DMDX Help.


How DMDX works


    In the interests of enabling people to write better scripts here are some of the details of the way in which DMDX gets things done.  Also, please check the notes section as many non-obvious things are elucidated upon there.

Preprocessing.

    Before the tachistoscopic routines are fired up DMDX performs a certain amount of text file manipulation. DMDX first parses the rich text item file to a new temporary file called rtfparsed.txt, parsing out all RTF control codes not between quotes. Next if the item file calls for scrambling the scrambling routines produce another file scrambled.itm. DMDX reads whatever the final result of that process is, be it rtfparsed.itm (if no scrambling) or scrambled.itm (or one of the multiscramble files).

    Following file parsing the various processes that make up DMDX proper are begun.

    First DirectX is instructed to switch the screen to whatever display mode has been requested in the item file. Unless you're using the modern Auto mode shortcut that display mode must have been setup with TimeDX beforehand as unless auto mode is used DMDX reads various values relevant to keeping track of the retrace from the registry that TimeDX puts there. Using the classic DirectDraw renderer it also requests that as many screen buffers as can be contained in video memory be created, these are called DirectDraw Surfaces.  If you're using Windows 8 (or later) or you have asked TimeDX to use the Direct3D renderer it won't be doing that because DirectDraw is emulated under Windows 8.  You might choose to use Direct3D because your video card drivers freak out when DMDX makes it's DirectDraw requests.  Using DirectDraw beside the primary surface that is always displayed there can be a large number of these back surfaces that DMDX uses for buffering, up to 24 of them.  When using Direct3D video memory is used as textures that contain the DMDX displays.

    Then the millisecond callback from the OS is initiated. I recommend you read all of
TimeDX's help file if you want a full understanding of what's going on.

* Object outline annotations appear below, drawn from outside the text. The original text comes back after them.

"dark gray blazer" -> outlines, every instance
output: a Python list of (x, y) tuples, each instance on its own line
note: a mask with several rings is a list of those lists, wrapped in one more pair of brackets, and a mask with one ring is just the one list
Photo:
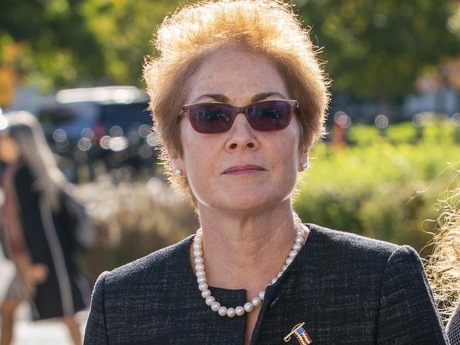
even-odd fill
[[(314, 345), (447, 344), (412, 248), (309, 226), (299, 255), (267, 288), (251, 345), (285, 344), (300, 322)], [(219, 316), (201, 297), (192, 240), (102, 273), (85, 345), (243, 344), (245, 316)], [(246, 301), (245, 290), (209, 289), (223, 305)], [(298, 342), (293, 336), (289, 344)]]
[(450, 345), (460, 345), (460, 304), (449, 320), (447, 330)]

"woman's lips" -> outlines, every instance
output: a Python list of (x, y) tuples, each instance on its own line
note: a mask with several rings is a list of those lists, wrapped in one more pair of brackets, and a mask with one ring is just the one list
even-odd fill
[(227, 175), (244, 175), (264, 171), (265, 169), (258, 165), (236, 165), (227, 169), (224, 174)]

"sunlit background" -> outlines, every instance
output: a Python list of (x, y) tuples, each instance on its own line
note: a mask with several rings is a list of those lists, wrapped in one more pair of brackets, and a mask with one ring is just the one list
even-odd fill
[[(189, 1), (181, 1), (187, 4)], [(296, 209), (420, 251), (460, 147), (460, 1), (298, 0), (333, 93)], [(27, 110), (97, 227), (92, 282), (195, 230), (151, 134), (144, 56), (170, 0), (2, 0), (0, 109)], [(0, 113), (0, 128), (6, 125)], [(450, 183), (450, 184), (449, 184)]]

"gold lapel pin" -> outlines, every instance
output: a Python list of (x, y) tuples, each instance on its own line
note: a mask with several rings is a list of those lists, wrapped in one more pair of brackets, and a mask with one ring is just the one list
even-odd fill
[(301, 322), (296, 324), (294, 328), (291, 330), (289, 334), (284, 336), (284, 342), (287, 343), (291, 340), (291, 336), (294, 336), (297, 338), (299, 344), (300, 345), (309, 345), (309, 344), (313, 343), (313, 340), (309, 336), (309, 334), (304, 329), (304, 326), (305, 322)]

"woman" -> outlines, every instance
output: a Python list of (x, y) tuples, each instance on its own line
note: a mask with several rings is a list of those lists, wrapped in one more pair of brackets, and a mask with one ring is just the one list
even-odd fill
[(328, 98), (307, 33), (268, 0), (164, 21), (144, 77), (166, 171), (201, 228), (101, 274), (86, 344), (445, 344), (413, 249), (293, 213)]
[(442, 213), (433, 241), (435, 249), (427, 264), (435, 297), (447, 323), (451, 345), (460, 345), (460, 188), (458, 176), (452, 179), (456, 187), (447, 193), (441, 204)]
[(76, 232), (86, 219), (35, 118), (25, 112), (8, 118), (0, 131), (0, 160), (6, 164), (0, 176), (0, 220), (4, 251), (17, 274), (1, 307), (1, 343), (11, 342), (15, 312), (28, 301), (34, 319), (62, 318), (74, 343), (81, 344), (74, 315), (88, 305), (90, 290), (74, 254)]

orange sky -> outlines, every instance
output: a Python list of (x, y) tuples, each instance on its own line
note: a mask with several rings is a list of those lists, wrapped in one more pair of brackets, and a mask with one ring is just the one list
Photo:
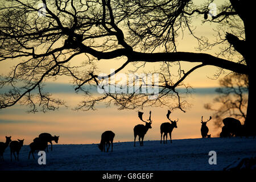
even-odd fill
[[(207, 35), (209, 36), (210, 40), (213, 39), (212, 35), (214, 25), (202, 25), (201, 21), (203, 19), (202, 16), (201, 19), (195, 22), (194, 25), (197, 27), (195, 31), (196, 35)], [(197, 41), (187, 32), (184, 32), (183, 39), (181, 36), (179, 37), (177, 43), (178, 51), (196, 52), (195, 47), (197, 46)], [(216, 49), (212, 49), (207, 52), (214, 55), (216, 51)], [(75, 64), (80, 63), (81, 59), (82, 57), (75, 58), (73, 62)], [(16, 61), (16, 60), (1, 61), (0, 74), (6, 74), (9, 68)], [(123, 61), (120, 60), (101, 60), (98, 64), (100, 73), (109, 73), (110, 69), (116, 69), (123, 63)], [(185, 69), (192, 68), (190, 63), (181, 64)], [(156, 63), (147, 64), (147, 67), (150, 68), (157, 65)], [(131, 65), (129, 65), (123, 72), (131, 68)], [(217, 68), (210, 66), (199, 68), (189, 75), (185, 82), (189, 83), (190, 85), (195, 88), (218, 86), (218, 80), (209, 78), (213, 78), (217, 71)], [(70, 83), (71, 80), (70, 78), (67, 79), (67, 77), (61, 77), (57, 82)], [(13, 139), (24, 138), (24, 143), (27, 144), (40, 133), (48, 132), (53, 135), (60, 135), (59, 143), (61, 144), (99, 143), (101, 133), (107, 130), (113, 130), (115, 133), (114, 142), (132, 141), (133, 127), (142, 123), (137, 117), (137, 111), (119, 111), (115, 107), (105, 107), (101, 106), (96, 111), (77, 112), (72, 110), (71, 108), (76, 104), (79, 104), (81, 97), (79, 97), (75, 92), (72, 94), (59, 96), (66, 99), (71, 107), (67, 109), (61, 108), (59, 111), (54, 112), (27, 114), (26, 109), (17, 105), (0, 110), (0, 141), (5, 140), (5, 135), (11, 135)], [(213, 97), (213, 94), (193, 94), (192, 98), (188, 99), (193, 104), (189, 110), (186, 113), (175, 111), (172, 114), (171, 117), (173, 117), (173, 118), (179, 118), (178, 127), (174, 129), (172, 133), (173, 139), (201, 137), (201, 116), (203, 115), (206, 118), (211, 114), (204, 109), (203, 105), (205, 103), (212, 102)], [(160, 125), (168, 121), (166, 117), (167, 109), (147, 108), (143, 111), (147, 117), (150, 109), (152, 110), (154, 122), (152, 129), (148, 131), (145, 140), (159, 140)], [(5, 120), (11, 122), (3, 122)], [(212, 124), (212, 122), (208, 124), (209, 133), (212, 135), (216, 135), (219, 131), (214, 131)]]

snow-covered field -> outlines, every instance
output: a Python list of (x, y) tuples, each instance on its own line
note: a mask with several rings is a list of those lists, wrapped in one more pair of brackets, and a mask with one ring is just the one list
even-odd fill
[[(133, 142), (114, 143), (113, 152), (102, 152), (96, 144), (55, 144), (46, 152), (46, 164), (39, 165), (24, 146), (19, 161), (10, 161), (10, 148), (0, 162), (0, 170), (222, 170), (244, 158), (256, 156), (256, 139), (251, 137), (212, 138), (173, 140), (160, 144), (159, 140), (144, 142), (141, 147)], [(49, 149), (51, 148), (49, 146)], [(111, 147), (110, 147), (111, 148)], [(217, 153), (217, 164), (210, 165), (209, 152)]]

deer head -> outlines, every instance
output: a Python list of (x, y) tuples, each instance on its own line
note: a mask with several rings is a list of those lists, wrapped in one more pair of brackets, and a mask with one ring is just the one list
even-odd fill
[(57, 136), (56, 135), (54, 135), (54, 141), (56, 142), (56, 143), (58, 143), (58, 141), (59, 141), (59, 137), (60, 137), (60, 136)]
[(176, 120), (174, 120), (174, 121), (171, 120), (171, 119), (169, 118), (170, 117), (170, 114), (171, 113), (171, 111), (170, 110), (168, 110), (167, 114), (166, 114), (166, 116), (167, 117), (167, 119), (169, 119), (170, 121), (171, 121), (171, 123), (174, 126), (174, 127), (177, 128), (177, 122), (179, 121), (179, 118), (177, 118), (177, 121), (176, 121)]
[(146, 126), (147, 127), (149, 128), (149, 129), (151, 129), (151, 123), (152, 121), (151, 120), (151, 111), (150, 111), (150, 117), (148, 118), (148, 119), (147, 119), (147, 121), (149, 121), (148, 122), (144, 121), (143, 118), (142, 118), (142, 115), (143, 114), (143, 113), (140, 112), (139, 111), (138, 113), (138, 115), (139, 118), (139, 119), (141, 119), (141, 121), (142, 121), (143, 122), (146, 123), (146, 125), (145, 126)]
[(201, 123), (202, 123), (202, 126), (206, 126), (206, 124), (207, 123), (207, 122), (210, 121), (210, 119), (212, 119), (212, 117), (210, 116), (210, 118), (209, 118), (208, 120), (207, 120), (207, 121), (203, 121), (203, 115), (202, 117), (201, 118)]
[(24, 139), (23, 140), (20, 140), (20, 139), (18, 139), (18, 140), (19, 142), (19, 144), (20, 146), (23, 146), (23, 142), (24, 142)]

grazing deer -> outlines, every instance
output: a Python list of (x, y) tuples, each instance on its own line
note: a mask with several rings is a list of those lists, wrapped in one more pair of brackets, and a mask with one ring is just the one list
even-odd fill
[(110, 147), (111, 142), (111, 151), (113, 152), (113, 140), (115, 134), (112, 131), (106, 131), (101, 134), (101, 140), (100, 144), (98, 144), (98, 148), (102, 152), (105, 151), (106, 145), (107, 146), (107, 152), (109, 151), (109, 147)]
[[(51, 150), (52, 151), (52, 141), (54, 140), (56, 143), (58, 143), (59, 136), (54, 135), (52, 136), (50, 134), (47, 133), (43, 133), (39, 135), (39, 136), (40, 139), (47, 141), (51, 143)], [(34, 139), (35, 140), (35, 139)], [(48, 152), (48, 145), (47, 145), (47, 152)]]
[[(21, 147), (23, 146), (24, 139), (23, 140), (18, 139), (18, 141), (11, 141), (10, 143), (10, 149), (11, 151), (11, 161), (13, 161), (13, 154), (15, 160), (19, 161), (19, 153)], [(15, 154), (17, 153), (17, 158), (16, 158)]]
[(11, 136), (5, 136), (6, 140), (5, 143), (0, 142), (0, 160), (3, 160), (3, 152), (5, 152), (5, 149), (9, 145), (10, 142), (11, 142)]
[[(162, 123), (161, 126), (160, 126), (160, 131), (161, 133), (161, 140), (160, 141), (160, 143), (162, 143), (162, 137), (163, 136), (163, 133), (164, 133), (163, 136), (163, 143), (167, 143), (167, 134), (169, 133), (170, 135), (170, 140), (171, 141), (171, 143), (172, 143), (172, 131), (174, 128), (177, 128), (177, 122), (179, 121), (179, 118), (177, 119), (177, 121), (176, 120), (172, 121), (170, 119), (170, 114), (171, 114), (171, 111), (170, 110), (168, 110), (167, 114), (166, 114), (166, 116), (167, 117), (167, 119), (171, 121), (171, 123), (170, 122), (166, 122)], [(164, 143), (164, 137), (166, 136), (166, 142)]]
[(226, 127), (226, 133), (231, 136), (242, 135), (242, 126), (240, 121), (233, 118), (226, 118), (223, 119), (224, 126)]
[(28, 154), (28, 159), (30, 159), (30, 154), (32, 154), (33, 159), (35, 159), (34, 153), (35, 151), (45, 151), (48, 146), (48, 142), (43, 139), (39, 138), (35, 142), (33, 142), (30, 144), (30, 151)]
[(206, 126), (206, 124), (210, 119), (212, 119), (211, 116), (210, 116), (210, 118), (209, 118), (208, 120), (204, 122), (203, 121), (203, 115), (202, 117), (201, 118), (201, 123), (202, 123), (202, 126), (201, 126), (201, 135), (202, 135), (203, 138), (207, 137), (207, 134), (208, 133), (209, 129), (207, 127), (207, 126)]
[(141, 146), (143, 146), (143, 139), (144, 136), (145, 136), (146, 133), (147, 133), (147, 130), (148, 130), (149, 129), (151, 129), (151, 123), (152, 121), (151, 121), (151, 111), (150, 111), (150, 117), (149, 119), (147, 119), (147, 121), (149, 121), (149, 122), (147, 122), (146, 121), (144, 121), (142, 119), (142, 115), (143, 114), (143, 113), (139, 111), (138, 113), (138, 115), (139, 116), (139, 119), (141, 119), (141, 121), (146, 123), (145, 125), (136, 125), (134, 128), (133, 129), (133, 131), (134, 134), (134, 147), (135, 146), (135, 140), (136, 140), (136, 137), (137, 135), (139, 135), (139, 144)]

    A thread is created to keep track of the retrace. A thread is another task running in parallel with the original program (itself just another thread). The retrace thread spends most of it's time sleeping (ie, letting the other threads execute). Unless the freesync video mode option has been invoked once each retrace period it wakes up and waits for a number of milliseconds until it either finds the retrace or it decides that it has missed it, in either event counters are updated and DMDX gets to decide what should happen. In most cases if a retrace is missed it is no big deal, what DMDX requires is done by the hardware at the
next retrace anyway, so as long as DMDX gets control back before the next retrace things are fine. Unfortunately this is not always the case, see TimeDX's help file for myriad details. If the freesync option is in use (and you've got an AMD FreeSync or NVidia G-Sync monitor and video card) the raster is not tracked and DMDX instead relies on the fact that the hardware fires off a retrace whenever new video data is ready to be displayed allowing arbitrary display durations to any desired millisecond length down to the minimum retrace interval.  Certain later machines starting around 2015 or so are prone to overheating when DMDX hammers the raster status functions (or at least that's my theory) and DMDX has to switch to relaxed raster tracking with them -- however there are more and more machines that even that is too much and here short of ditching the machine completely one has to acquire an adaptive sync setup for that machine and use the freesync video mode option.  It's entirely possible that in the future the only way to synchronize DMDX with the raster may be using adaptive sync as later DirectX releases don't even expose a way to track the raster (as far as I can tell anyway).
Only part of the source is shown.